When a company’s financial documents relate to accounting services, a shareholder’s right of inspection may not extend to those documents that are subject to the accountant-client privilege.  Although the tension between the shareholder’s right to inspection and the corporation’s accountant-client privilege has not been decided by a Florida court, the Colorado statute is substantially similar and its courts have held in certain circumstances the privilege may supersede the statutory right of inspection.  In one case,[i] shareholders accused the directors and accountants of fraud and conspiracy in connection with a merger.  The plaintiffs demanded to inspect financial records possessed by the corporation’s accountants.  The “court upheld the defendants’ assertion of accountant-client privilege” and found the “fact that a qualified shareholder shall have the right to examine its books and records of account”, does not nullify the company’s privilege against having its accountants examined.[ii]

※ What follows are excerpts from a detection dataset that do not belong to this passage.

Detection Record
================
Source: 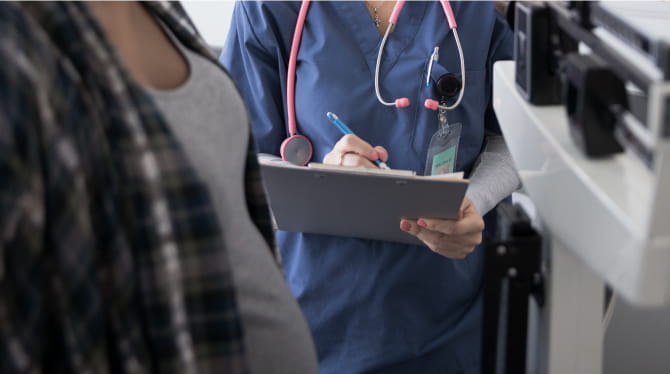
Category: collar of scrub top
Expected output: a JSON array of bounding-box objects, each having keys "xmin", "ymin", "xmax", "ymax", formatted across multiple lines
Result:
[{"xmin": 280, "ymin": 0, "xmax": 465, "ymax": 165}]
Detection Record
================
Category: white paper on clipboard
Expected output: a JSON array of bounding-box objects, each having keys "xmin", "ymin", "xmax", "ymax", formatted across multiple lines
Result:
[{"xmin": 260, "ymin": 159, "xmax": 468, "ymax": 244}]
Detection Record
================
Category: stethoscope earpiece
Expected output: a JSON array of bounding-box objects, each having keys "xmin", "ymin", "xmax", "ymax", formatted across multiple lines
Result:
[{"xmin": 279, "ymin": 135, "xmax": 313, "ymax": 166}]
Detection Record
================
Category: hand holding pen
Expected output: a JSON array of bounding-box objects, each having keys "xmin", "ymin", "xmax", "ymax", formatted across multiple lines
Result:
[{"xmin": 323, "ymin": 112, "xmax": 389, "ymax": 169}]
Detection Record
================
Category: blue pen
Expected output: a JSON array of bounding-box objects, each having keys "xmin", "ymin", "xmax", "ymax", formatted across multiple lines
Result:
[{"xmin": 326, "ymin": 112, "xmax": 391, "ymax": 169}]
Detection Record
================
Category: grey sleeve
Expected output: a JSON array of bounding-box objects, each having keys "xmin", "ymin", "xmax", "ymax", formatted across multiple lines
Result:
[{"xmin": 466, "ymin": 134, "xmax": 521, "ymax": 216}]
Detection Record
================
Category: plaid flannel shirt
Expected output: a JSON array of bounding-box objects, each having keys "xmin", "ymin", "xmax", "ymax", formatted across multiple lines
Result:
[{"xmin": 0, "ymin": 2, "xmax": 274, "ymax": 373}]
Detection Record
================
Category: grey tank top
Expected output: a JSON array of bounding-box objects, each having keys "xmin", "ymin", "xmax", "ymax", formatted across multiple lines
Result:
[{"xmin": 146, "ymin": 27, "xmax": 318, "ymax": 374}]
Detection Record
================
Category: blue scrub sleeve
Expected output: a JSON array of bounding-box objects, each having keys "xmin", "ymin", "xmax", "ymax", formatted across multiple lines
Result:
[
  {"xmin": 219, "ymin": 1, "xmax": 295, "ymax": 155},
  {"xmin": 484, "ymin": 17, "xmax": 514, "ymax": 135}
]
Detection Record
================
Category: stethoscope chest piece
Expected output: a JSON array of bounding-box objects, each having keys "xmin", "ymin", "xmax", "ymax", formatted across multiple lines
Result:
[
  {"xmin": 435, "ymin": 73, "xmax": 463, "ymax": 99},
  {"xmin": 279, "ymin": 135, "xmax": 313, "ymax": 166}
]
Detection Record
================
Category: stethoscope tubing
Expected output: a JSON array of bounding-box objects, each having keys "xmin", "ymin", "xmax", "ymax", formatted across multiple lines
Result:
[{"xmin": 281, "ymin": 0, "xmax": 465, "ymax": 164}]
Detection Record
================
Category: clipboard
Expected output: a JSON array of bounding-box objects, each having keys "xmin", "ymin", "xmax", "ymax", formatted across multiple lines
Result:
[{"xmin": 260, "ymin": 159, "xmax": 468, "ymax": 245}]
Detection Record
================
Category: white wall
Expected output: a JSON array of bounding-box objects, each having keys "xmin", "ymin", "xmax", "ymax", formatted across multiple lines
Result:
[{"xmin": 182, "ymin": 0, "xmax": 235, "ymax": 47}]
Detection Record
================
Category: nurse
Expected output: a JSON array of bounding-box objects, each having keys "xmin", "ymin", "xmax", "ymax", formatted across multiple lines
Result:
[{"xmin": 221, "ymin": 1, "xmax": 519, "ymax": 374}]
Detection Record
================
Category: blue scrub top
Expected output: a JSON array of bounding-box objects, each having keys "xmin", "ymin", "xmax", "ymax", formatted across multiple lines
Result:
[{"xmin": 221, "ymin": 2, "xmax": 512, "ymax": 374}]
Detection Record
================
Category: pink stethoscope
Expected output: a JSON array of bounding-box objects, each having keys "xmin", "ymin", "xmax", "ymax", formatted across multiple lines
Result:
[{"xmin": 280, "ymin": 0, "xmax": 465, "ymax": 165}]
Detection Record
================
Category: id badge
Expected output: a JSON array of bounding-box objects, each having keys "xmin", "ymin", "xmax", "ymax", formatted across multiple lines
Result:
[{"xmin": 423, "ymin": 109, "xmax": 463, "ymax": 175}]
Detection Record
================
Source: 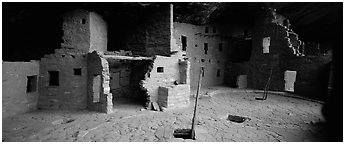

However, in another case,[iii] the same court determined that “the accountant-client privilege did not protect the communications between the corporations and their accountant from disclosure”.  Specifically, the petitioners alleged that the controlling shareholders of a realty company violated their fiduciary duty by engaging in the misapplication and waste of company assets.  Plaintiffs sought to obtain financial records as well as to depose members of the corporation’s accounting firm.  The court concluded that the petitioners “established good cause to put aside the protections of the accountant-client privilege”. The court focused on the fact that the discovery requests related to past events, communications that were directly related to the allegations brought against the company and are essential to the crux of the action.

In examining a shareholder’s request, courts will also focus on the stated purpose for the records and whether any other non-privileged documents exist which may fulfill the request.  However, when only privileged records containing the accountants’ professional opinion exist to fulfil the stated purpose, and such documents go to the heart of the shareholder’s claims, a court may order such records to be turned over to the shareholders accompanied by a confidentiality order.  Since it is difficult to reconcile the two Colorado cases, it appears the only court that has considered this issue twice has ruled in favor of providing the shareholders with the requested information.  However, when documents other than financial records satisfy the shareholder’s request or the privileged information can be redacted, the accountant-client privilege should continue to trump the shareholder’s right to inspect a corporation’s privileged financial records.

  1. Conclusion

While the Florida legislature has provided a method for a company shareholder to examine certain company documents, the scope of the accountant-client privilege may overcome this right depending upon the documents in issue and the context of the facts and circumstances of the request.  Therefore, the tension between the shareholder’s statutory right of access to records and the corporation’s accountant-client privilege is subject to a good cause examination by the courts to determine the shareholder’s stated purpose, whether the requested documents relate to the central issue of the allegations and the particular communications contained within the privileged documents sought.

[i] Weck v. District Court of the Second Judicial District, 158 Colo. 521 (1965) (en banc).

[ii] In re LTV Sec. Litig., 89 F.R.D. 595 (N.D. Tex. 1981), discussing Weck.

[iii] Neusteter v. Dist. Court In & For City & Cty. of Denver, 675 P.2d 1 (Colo. 1984) (en banc).